Jej pizda pachniała wolnością. Wilgotną ziemią, pełnym ozonu powietrzem po wiosennej ulewie, trawą ścielącą się po łąkach Rarogonii. Świeżą, gęstą żętycą, w której zawiera się wszystko, co potrzebne do życia. Pachniała tym, co utracił, a przynajmniej jako utracone traktował. Z każdym jej haustem zostawiał z tyłu wuja, kompanię, buchalterię, wszystko, wokół czego się kręcił, w co się zamieniał. Czym rzygał.
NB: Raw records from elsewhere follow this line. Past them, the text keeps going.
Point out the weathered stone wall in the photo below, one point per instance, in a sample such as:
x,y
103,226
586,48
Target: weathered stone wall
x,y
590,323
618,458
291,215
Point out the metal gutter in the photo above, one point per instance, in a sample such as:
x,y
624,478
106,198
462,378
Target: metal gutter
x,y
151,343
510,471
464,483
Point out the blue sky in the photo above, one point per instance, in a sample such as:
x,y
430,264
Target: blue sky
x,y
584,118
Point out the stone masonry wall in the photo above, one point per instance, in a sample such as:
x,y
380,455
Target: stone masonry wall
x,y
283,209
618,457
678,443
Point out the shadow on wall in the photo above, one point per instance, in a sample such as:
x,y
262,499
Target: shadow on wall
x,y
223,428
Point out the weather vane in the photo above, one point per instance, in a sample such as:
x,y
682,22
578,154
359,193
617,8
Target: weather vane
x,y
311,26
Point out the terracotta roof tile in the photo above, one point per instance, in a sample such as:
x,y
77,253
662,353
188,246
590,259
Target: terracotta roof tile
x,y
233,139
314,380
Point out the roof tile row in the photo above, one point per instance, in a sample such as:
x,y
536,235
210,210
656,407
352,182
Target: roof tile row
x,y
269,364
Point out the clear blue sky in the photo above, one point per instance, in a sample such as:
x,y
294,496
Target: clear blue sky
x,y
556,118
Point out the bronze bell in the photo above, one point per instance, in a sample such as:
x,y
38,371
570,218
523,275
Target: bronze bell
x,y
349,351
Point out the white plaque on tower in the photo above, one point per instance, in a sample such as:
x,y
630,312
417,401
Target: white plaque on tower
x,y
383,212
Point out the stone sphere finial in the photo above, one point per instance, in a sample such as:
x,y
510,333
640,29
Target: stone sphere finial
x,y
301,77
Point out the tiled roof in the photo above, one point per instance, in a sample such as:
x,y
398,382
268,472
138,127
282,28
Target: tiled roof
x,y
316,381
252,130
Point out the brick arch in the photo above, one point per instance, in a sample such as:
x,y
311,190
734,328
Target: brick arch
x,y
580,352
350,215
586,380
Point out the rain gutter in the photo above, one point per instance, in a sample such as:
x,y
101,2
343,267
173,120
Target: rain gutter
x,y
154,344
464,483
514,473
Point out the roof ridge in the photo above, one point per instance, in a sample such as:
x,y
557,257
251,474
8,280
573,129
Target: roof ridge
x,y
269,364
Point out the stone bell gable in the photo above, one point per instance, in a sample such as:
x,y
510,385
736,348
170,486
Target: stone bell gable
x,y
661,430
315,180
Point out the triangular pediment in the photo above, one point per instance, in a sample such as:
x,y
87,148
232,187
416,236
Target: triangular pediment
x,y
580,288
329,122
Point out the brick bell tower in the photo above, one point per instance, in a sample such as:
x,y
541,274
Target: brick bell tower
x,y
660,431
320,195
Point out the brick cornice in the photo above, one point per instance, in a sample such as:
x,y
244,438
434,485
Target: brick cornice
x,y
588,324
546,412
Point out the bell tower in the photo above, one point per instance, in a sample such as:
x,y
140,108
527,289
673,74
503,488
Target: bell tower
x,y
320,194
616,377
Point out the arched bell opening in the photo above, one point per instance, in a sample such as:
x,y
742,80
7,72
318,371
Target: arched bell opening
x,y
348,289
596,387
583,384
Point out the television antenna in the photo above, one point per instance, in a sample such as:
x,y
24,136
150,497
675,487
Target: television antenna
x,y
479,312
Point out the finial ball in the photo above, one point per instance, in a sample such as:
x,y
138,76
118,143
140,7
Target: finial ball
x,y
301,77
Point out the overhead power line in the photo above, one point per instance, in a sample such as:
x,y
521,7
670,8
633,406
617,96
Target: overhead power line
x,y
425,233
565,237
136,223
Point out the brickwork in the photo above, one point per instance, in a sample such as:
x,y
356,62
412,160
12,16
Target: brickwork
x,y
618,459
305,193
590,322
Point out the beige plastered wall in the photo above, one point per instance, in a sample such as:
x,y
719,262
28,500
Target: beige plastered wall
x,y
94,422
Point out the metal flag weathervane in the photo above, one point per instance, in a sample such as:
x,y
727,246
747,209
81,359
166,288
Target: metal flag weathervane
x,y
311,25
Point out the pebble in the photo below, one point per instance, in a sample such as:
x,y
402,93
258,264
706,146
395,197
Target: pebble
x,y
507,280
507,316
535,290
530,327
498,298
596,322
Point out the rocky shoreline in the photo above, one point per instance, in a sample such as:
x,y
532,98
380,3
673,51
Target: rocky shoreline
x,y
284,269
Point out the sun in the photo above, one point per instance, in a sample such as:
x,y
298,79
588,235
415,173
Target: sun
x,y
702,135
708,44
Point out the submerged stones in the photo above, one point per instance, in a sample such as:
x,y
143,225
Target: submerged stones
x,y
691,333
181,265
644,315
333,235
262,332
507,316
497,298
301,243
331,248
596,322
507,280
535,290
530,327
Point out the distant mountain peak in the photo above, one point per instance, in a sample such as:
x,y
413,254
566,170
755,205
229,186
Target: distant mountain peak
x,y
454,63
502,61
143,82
Nie, nie zostawiał z tyłu. Przeklinał, porzucał, wypierał się. Przepoczwarzał. Przebijał skorupę iluzji, w której zamknął go los. Rzucał więc wyzwanie całemu światu. Przeznaczeniu. Fatum.
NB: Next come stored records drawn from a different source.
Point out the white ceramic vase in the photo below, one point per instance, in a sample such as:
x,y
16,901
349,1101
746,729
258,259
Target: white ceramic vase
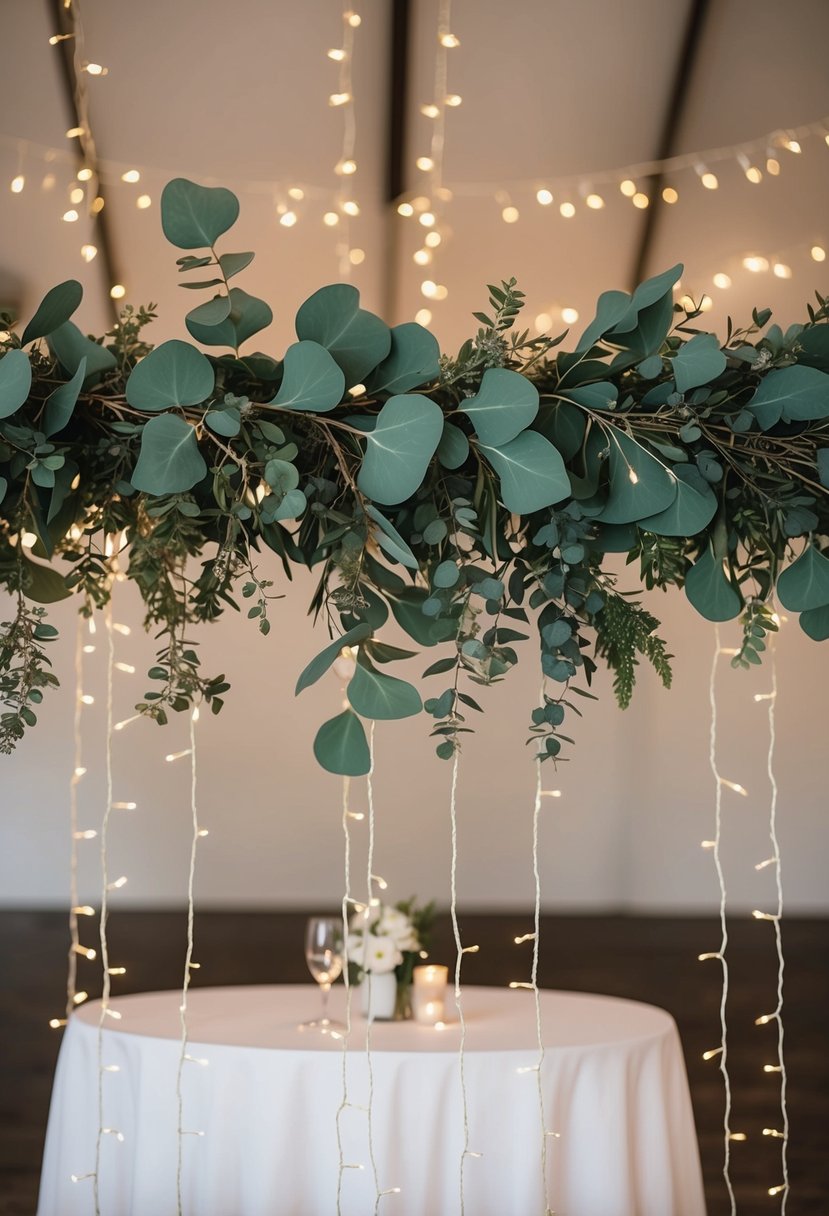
x,y
378,996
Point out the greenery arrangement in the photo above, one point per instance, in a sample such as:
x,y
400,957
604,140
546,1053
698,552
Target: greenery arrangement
x,y
464,495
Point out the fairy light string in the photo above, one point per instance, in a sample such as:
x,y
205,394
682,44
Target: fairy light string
x,y
722,1051
184,1056
777,1015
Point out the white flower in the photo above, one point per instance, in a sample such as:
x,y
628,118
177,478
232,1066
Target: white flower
x,y
381,955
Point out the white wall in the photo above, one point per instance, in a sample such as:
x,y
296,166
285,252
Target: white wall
x,y
637,793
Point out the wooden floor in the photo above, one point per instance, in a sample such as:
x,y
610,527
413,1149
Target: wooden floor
x,y
650,960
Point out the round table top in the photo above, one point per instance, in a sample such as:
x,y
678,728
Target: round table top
x,y
497,1019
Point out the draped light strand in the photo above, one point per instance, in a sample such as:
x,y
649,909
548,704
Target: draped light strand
x,y
722,1051
105,912
777,1015
184,1056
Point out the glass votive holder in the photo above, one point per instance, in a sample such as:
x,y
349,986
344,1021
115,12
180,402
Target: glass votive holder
x,y
429,994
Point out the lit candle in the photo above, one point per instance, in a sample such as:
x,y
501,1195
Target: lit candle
x,y
429,992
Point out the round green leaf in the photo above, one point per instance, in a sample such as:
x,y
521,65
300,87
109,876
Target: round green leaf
x,y
247,316
531,473
173,375
377,696
340,746
15,382
710,591
693,508
412,360
698,361
55,308
195,217
357,339
311,380
639,484
805,584
62,403
169,461
399,449
505,405
793,394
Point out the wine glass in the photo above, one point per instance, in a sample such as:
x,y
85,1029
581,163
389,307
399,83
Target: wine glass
x,y
323,955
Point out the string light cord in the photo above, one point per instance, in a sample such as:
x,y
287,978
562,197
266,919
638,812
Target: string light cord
x,y
189,956
105,906
721,878
347,902
458,956
778,933
77,773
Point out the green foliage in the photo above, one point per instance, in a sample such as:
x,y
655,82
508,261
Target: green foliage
x,y
469,510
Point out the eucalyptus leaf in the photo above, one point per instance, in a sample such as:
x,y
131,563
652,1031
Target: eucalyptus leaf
x,y
379,697
62,401
454,446
708,589
505,405
531,473
323,660
639,484
340,746
311,380
698,361
195,217
15,382
173,375
805,584
55,308
169,461
412,360
399,449
790,393
357,339
69,347
692,511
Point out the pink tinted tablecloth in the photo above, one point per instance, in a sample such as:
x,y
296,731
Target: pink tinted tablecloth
x,y
613,1081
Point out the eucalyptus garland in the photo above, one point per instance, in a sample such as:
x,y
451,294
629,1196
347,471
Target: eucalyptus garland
x,y
472,497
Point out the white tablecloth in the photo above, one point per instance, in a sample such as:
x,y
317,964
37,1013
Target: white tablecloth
x,y
613,1080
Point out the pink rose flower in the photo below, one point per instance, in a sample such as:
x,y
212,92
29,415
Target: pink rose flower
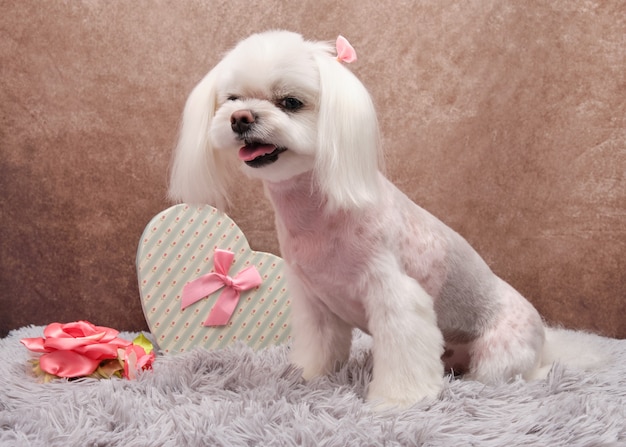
x,y
75,349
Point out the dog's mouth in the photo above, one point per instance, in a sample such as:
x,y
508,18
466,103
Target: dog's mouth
x,y
256,155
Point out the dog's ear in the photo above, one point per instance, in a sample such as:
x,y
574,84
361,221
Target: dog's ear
x,y
349,155
199,173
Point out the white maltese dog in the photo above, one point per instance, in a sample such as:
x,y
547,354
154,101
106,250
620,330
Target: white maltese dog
x,y
360,254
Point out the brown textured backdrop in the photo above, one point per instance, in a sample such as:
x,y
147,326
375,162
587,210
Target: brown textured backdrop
x,y
506,119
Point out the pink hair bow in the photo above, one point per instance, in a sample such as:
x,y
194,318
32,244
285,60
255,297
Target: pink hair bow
x,y
226,303
345,51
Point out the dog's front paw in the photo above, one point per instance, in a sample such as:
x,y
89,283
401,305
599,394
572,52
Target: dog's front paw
x,y
382,397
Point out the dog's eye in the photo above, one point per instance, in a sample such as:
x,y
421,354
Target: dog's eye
x,y
291,104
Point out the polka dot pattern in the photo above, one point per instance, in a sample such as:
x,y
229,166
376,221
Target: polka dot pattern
x,y
176,247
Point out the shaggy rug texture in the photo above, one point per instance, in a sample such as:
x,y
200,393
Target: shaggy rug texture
x,y
238,397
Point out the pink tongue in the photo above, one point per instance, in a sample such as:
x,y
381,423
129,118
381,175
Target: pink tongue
x,y
252,151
I było to całkiem przyjemne.
- Wejdź we mnie.
Nie była to prośba. Nie był to rozkaz. To była konieczność. Albo przeznaczenie. Tu bunt się kończył i zaczynał. Tu poddawał się wszelkim rozkazom i zachciankom. Bo rezonowały z jego duszą. Bo mógł i chciał, choć nie musiał. Tu nie musiał niczego. Tam wszystko.
Podniósł się. Otwartą dłonią uderzył się w sterczącego kutasa. Bo mógł. Bo nikt mu nie kazał. Zapiekło. Niemal jak za młodu, gdy masturbował się zapamiętale, bez umiaru, do krwi. Wtedy też piekło. Wtedy wszystko było piekłem.
Uderzył raz jeszcze. Uderzył tak, jak uderzał wuj. Otwartą dłonią. Zniewieściale. Choć mocno. A więc piekło.
I jeszcze raz. Bo mógł, bo dowodził swojej męskości. Siły.
- Pojedziesz do Gellonii. Jutro o świcie – rzekł wuj. Stał wsparty dwiema rękami o biurko. Ciężko oddychał.
- Dlaczego?
- Ja nie mogę. Nie mogę wyjeżdżać.
- Dlaczego ja?
- Czas wydorośleć, Teutanazy. Czas wziąć odpowiedzialność.
Była wilgotna, ciepła i jeszcze ciasna. Jak to pizda. Jama, w której spełniała się męskość. W której dojrzewała dorosłość. Za którą brał pełną odpowiedzialność.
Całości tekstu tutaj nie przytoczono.